Children can be treated with an anthelmintic agent. Severe infections should be treated with systemic corticosteroids.

Anthelmintics

Class Summary

Historically, the treatment of visceral larva migrans (VLM) in adults and children was primarily symptomatic. However, the identification of anthelmintics (eg, thiabendazole, diethylcarbamazine) in the 1960s offered an effective therapeutic choice. Anthelmintics act against the migrating larvae.
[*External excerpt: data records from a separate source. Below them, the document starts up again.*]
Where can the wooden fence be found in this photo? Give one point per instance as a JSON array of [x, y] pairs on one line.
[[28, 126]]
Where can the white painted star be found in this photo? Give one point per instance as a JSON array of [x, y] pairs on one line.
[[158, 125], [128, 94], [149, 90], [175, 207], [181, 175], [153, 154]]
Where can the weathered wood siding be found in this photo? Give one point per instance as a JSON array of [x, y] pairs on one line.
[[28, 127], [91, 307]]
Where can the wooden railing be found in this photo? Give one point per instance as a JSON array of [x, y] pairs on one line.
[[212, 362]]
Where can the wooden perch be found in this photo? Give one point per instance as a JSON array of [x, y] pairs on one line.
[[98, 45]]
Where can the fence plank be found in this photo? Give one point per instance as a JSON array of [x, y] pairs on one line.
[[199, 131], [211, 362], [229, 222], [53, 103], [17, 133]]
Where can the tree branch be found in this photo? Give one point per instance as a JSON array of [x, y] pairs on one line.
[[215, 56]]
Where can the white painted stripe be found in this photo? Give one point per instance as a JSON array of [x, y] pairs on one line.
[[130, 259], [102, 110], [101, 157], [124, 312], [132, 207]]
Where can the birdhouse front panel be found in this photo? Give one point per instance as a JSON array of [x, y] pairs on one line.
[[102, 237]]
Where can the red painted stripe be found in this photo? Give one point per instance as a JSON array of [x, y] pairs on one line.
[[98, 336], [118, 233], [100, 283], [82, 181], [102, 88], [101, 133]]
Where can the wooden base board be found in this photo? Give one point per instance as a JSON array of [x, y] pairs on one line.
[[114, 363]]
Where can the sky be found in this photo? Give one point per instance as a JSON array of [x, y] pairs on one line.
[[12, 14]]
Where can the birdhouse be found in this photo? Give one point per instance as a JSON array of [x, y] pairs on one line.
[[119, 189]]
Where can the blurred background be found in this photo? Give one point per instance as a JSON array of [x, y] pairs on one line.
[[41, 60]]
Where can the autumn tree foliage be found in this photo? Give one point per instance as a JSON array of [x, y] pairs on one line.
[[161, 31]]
Parasite biochemical pathways are different from the human host; thus, toxicity is directed to the parasite, egg, or larvae. The mechanism of action varies within the drug class. Antiparasitic actions may include the following:

- Inhibition of microtubules causes irreversible block of glucose uptake

- Tubulin polymerization inhibition

- Depolarizing neuromuscular blockade

- Cholinesterase inhibition

- Increased cell membrane permeability, resulting in intracellular calcium loss

- Vacuolization of the schistosome tegument

- Increased cell membrane permeability to chloride ions via chloride channels alteration

Mebendazole (Vermox)

Selectively and irreversibly blocks the uptake of glucose and other nutrients in susceptible intestine-dwelling helminths.

Thiabendazole (Mintezol)

Inhibits mitochondrial formate reductase, which is specific for helminth.

Albendazole (Albenza)

Acts primarily by inhibiting tubulin polymerization, resulting in the loss of cytoplasmic microtubules. Tends to be most effective against larval forms.

 

Follow-up

Further Inpatient Care

See the list below:

  • Children rarely require hospitalization for visceral larva migrans (VLM).

Transfer

See the list below:

  • Arrange transfer for children with disease that require services or specialists not readily available (unusual occurrence).

Deterrence/Prevention

See the list below:

  • Avoid contaminated areas when possible.

Complications

See the list below:

  • Pneumonia

  • Seizures

  • Myocarditis

  • Encephalitis

  • Abscess

  • Decreased visual acuity and blindness

  • Death

Prognosis

See the list below:

  • Visceral larva migrans is generally benign and self-limiting. However, serious sequelae can occur, resulting in significant risk of morbidity and mortality.

Patient Education

See the list below:

  • Instruct caregiver to worm household pets and to properly dispose of pet feces.

  • Encourage good personal hygiene, including washing hands after playing with pets.

  • Encourage caregivers to prevent children from playing in areas that are soiled with pet or other animal feces.

  • Teach older children that eating dirt may be dangerous.